Artificial Intelligence Risks: As the importance and visibility of artificial intelligence (AI) grows, concerns about the negative consequences of using these technologies are also increasing.
Faced with the risks and harmful effects, governments, researchers, civil associations, and even companies have been discussing the care and measures needed to mitigate these deadly results.
The range of risks and dangers is diverse. In addition to the most notorious issue of the future of work, possible complications range from discrimination against specific segments to the very change in the notion of humanity and its prevalence over machines, including threats to privacy and damage to the organization of markets and abuses at work. Of weapons.
Artificial intelligence involves complex processing that demands a large amount of data for effectiveness. Therefore, the proper functioning of these systems, and eventual gains arising, press for a growing collection of information. Such solutions can amplify the already strong concern for protecting personal data.
In August of last year, it was made public that Google was working on a project (Project Nightingale). It collected data from millions of patients in the United States through agreements with companies without these people knowing. Google is one of the leading companies in this field, using artificial intelligence in several products, from the search engine to the translator, among others.
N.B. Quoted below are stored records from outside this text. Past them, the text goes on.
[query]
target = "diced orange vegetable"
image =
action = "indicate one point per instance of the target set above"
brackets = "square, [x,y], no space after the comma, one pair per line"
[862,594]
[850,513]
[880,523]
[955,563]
Since artificial intelligence systems have been gaining ground in diverse analyses and decisions, these options have started to affect people’s lives directly, including discriminating against certain groups in different processes, such as hiring employees, granting loans, access to rights, and benefits policing. One of the most controversial applications is facial recognition mechanisms, which can determine whether a person can receive aid, check in, or even go to jail.
In China, a tool called Sense Video went on sale last year with features for face and object recognition. But the most controversial initiative has been using cameras to monitor citizens’ acts and movements to establish social notes for each person, which can be used for different purposes, including differentiating access to services or even generating sanctions.
The ability to influence this varied range of decisions is even more remarkable when a given agent has market power. In the technology area, large conglomerates dominate their market niches and lead the adoption of artificial intelligence, such as Microsoft, Amazon, Google, Apple, and Facebook in the United States, and Tencent and Alibaba in China.
Google has more than 90% of the search market and more than 70% of the browser market, as well as controlling the largest audiovisual platform in the world, YouTube. Facebook has reached 2.5 billion users and owns the top three apps in the world: Facebook, FB Messenger, WhatsApp, and Instagram.
The more market share and users, the more data is collected. And suppose this personal information is considered by international bodies such as the Organization for Economic Co-operation and Development (OECD) and the World Economic Forum (WEF) to be a critical economic asset. In that case, those who control broad bases will have a crucial competitive advantage, which can reinforce your domain and harm competitors.
One of the risks receiving the most attention has been the growth of smart weapons such as drones and autonomous tanks, described as the third revolution in warfare after gunpowder and nuclear weapons. Between 2000 and 2017, they rose from 2 to over 50 worldwide. The countries that most developed these machines are the United States, Israel, Russia, France, and China. Such devices increase the risks of autonomous decisions since these start to involve the decision about the life and death of individuals.
This comprehensive set of risks and controversies gave rise to the expansion of the debate on the care and measures to be taken to mitigate such threats and enhance the use of intelligent machines for appropriate purposes. Hundreds of researchers signed a document called Asilomar Principles about a conference on the topic held in California in 2017.
The text affirms principles such as security, responsibility, privacy, and the benefit of society. It also points out care such as explanation and auditing capacity in case of decisions, failures, and deviations (including in the legal field), respect for human values and rights, sharing of benefits and economic gains promoted by intelligent machines, human control, and non-subversion of human dynamics.